La tour de l'horloge

Notes de l’auteur : Chères plumes,

Cela fait deux bonnes années que cette histoire me trotte dans les méninges, il était temps de prendre le risque qu'elle soit lue ! L'histoire est là dans ses grandes lignes mais j'ai toujours été une piètre architecte...

J'espère que vous prendrez plaisir à cette lecture et surtout, que vous m'éclairerez de vos talents de bâtisseurs.

Je n'ai jamais bien sû faire des fiches, un plan etc., et après deux années à espérer avoir le déclic je me suis finalement résolue à tout simplement l'écrire. Et espérer que ce petit monde trouvera une cohérence solide, sous vos yeux de bonnes fées marraines !

Au plaisir de vous lire :)

Albi

9h45 était ce matin là l'heure la plus attendue. Mademoiselle Grivedoux terminait justement d'écrire à la craie la date du Lundi 6 Septembre. Les douze écolières se pressaient aux extrémités de leurs bancs, toutes roses d'excitation. Elles avaient l'air de pêches à deux doigts de tomber de l'arbre. Plus que 5 minutes avant la récré !

Le chat Ficelle glissa mollement du pan de fenêtre de la salle de classe. Il traversa la cour encore vierge de toute marelle et alla se pavaner en roulant et déroulant amoureusement sa queue en plumeau entre les bottes de Georgie. C'était d'instinct que chat et maître se retrouvaient à 9h41 très exactement. Le brave homme rabattait alors balais et râteau sur son épaule, laissait les dernières feuilles gambader sous le préau et ouvrait la porte de sa loge de gardien. C'était pour Georgie l'heure du café au sucre et pour Ficelle celle de la soucoupe de petit lait.
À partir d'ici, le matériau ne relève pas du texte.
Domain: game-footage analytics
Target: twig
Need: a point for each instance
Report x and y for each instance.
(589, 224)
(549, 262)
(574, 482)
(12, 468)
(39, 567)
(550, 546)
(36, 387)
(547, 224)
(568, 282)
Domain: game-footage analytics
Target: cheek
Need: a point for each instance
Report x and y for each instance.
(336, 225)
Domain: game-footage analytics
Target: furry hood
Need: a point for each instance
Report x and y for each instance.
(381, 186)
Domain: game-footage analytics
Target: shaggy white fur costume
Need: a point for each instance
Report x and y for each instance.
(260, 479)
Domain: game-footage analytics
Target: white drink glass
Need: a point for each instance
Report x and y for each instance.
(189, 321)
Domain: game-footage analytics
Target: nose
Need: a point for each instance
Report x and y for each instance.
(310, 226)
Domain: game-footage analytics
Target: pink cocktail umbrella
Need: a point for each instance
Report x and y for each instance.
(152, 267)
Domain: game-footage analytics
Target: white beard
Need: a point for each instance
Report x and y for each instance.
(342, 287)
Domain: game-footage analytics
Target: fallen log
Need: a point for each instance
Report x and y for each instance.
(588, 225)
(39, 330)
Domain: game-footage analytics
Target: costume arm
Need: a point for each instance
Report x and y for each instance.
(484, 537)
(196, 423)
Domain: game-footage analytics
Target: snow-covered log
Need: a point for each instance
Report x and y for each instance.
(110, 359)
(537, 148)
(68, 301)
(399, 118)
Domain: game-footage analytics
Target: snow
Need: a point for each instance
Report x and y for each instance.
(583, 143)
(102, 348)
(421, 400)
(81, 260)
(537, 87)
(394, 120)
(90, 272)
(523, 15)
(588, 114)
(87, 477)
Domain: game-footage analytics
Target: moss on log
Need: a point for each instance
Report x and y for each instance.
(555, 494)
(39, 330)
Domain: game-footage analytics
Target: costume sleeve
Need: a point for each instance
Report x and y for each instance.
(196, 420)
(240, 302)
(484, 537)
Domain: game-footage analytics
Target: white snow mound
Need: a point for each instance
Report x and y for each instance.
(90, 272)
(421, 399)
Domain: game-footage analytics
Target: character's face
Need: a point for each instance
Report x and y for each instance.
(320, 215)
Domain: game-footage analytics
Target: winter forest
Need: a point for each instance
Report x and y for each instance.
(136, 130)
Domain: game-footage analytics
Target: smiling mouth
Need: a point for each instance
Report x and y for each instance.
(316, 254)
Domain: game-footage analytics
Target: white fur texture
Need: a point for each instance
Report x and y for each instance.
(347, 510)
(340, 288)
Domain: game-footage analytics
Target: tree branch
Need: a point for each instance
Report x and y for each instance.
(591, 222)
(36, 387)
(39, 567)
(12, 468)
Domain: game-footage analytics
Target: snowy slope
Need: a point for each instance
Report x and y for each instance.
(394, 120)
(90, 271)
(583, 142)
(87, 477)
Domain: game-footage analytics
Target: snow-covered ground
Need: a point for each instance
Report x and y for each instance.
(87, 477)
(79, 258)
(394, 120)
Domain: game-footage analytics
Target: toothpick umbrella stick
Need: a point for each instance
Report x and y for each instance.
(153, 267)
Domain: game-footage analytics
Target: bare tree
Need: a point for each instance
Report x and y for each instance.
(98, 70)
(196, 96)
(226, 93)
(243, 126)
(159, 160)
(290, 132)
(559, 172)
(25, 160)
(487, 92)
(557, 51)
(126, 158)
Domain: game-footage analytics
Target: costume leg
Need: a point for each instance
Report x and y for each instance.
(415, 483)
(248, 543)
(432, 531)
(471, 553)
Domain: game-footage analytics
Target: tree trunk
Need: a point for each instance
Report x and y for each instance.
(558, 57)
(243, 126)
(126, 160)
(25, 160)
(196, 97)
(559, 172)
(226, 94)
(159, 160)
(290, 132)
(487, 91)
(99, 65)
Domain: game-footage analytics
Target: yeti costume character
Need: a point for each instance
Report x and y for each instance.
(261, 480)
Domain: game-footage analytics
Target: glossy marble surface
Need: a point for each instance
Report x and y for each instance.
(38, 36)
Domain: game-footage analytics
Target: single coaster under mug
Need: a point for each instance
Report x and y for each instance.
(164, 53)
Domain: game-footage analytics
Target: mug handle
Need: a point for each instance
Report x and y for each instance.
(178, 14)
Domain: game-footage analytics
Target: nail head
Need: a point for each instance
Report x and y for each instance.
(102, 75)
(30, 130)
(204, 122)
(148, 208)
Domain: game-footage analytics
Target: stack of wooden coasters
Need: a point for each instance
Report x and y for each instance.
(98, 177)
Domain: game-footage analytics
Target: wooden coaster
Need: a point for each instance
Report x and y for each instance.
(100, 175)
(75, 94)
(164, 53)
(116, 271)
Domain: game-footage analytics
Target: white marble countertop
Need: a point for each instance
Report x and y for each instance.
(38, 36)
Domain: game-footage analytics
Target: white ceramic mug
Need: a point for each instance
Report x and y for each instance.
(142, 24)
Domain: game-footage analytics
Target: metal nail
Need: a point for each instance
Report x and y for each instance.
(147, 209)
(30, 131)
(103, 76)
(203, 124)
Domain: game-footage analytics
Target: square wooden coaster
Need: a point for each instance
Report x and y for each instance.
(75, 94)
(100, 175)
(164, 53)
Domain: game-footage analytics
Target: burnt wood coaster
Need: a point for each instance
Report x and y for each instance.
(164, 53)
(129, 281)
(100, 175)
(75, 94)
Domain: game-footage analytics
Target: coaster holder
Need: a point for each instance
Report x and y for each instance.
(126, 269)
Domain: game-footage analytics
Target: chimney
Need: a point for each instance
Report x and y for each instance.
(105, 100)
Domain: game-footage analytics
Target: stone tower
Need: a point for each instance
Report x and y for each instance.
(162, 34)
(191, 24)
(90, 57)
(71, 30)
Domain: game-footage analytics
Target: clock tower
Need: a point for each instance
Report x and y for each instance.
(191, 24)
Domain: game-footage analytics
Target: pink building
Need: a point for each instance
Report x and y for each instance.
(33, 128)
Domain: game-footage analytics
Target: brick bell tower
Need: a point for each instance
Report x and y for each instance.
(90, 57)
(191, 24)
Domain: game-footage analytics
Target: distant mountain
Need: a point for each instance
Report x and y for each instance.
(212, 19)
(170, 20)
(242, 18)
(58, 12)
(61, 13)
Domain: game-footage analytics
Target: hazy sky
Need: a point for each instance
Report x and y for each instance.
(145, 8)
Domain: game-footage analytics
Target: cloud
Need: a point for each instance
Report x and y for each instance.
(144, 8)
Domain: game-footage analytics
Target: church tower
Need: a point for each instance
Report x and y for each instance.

Dix heures moins le quart, était aussi l'heure fort attendue par Gustave Boissec, rivé au passage piéton pour assurer les allées et venues. Cela faisait deux bonnes heures déjà qu'il arpentait son rectangle de route en képi, en gants et en moustache dans son bel uniforme bleu outremer. Sa présence était, plus qu'une réelle nécessité, une petite touche solennelle qui venait agrémenter le jour de la rentrée des classes et piqueter quelques étoiles pleines de rêves dans les yeux des futurs écoliers. Les filles rejoignaient l'établissement de gauche, les garçons celui de droite, quant à lui, il assurait la circulation de tout ce beau petit monde entre deux passages de voitures.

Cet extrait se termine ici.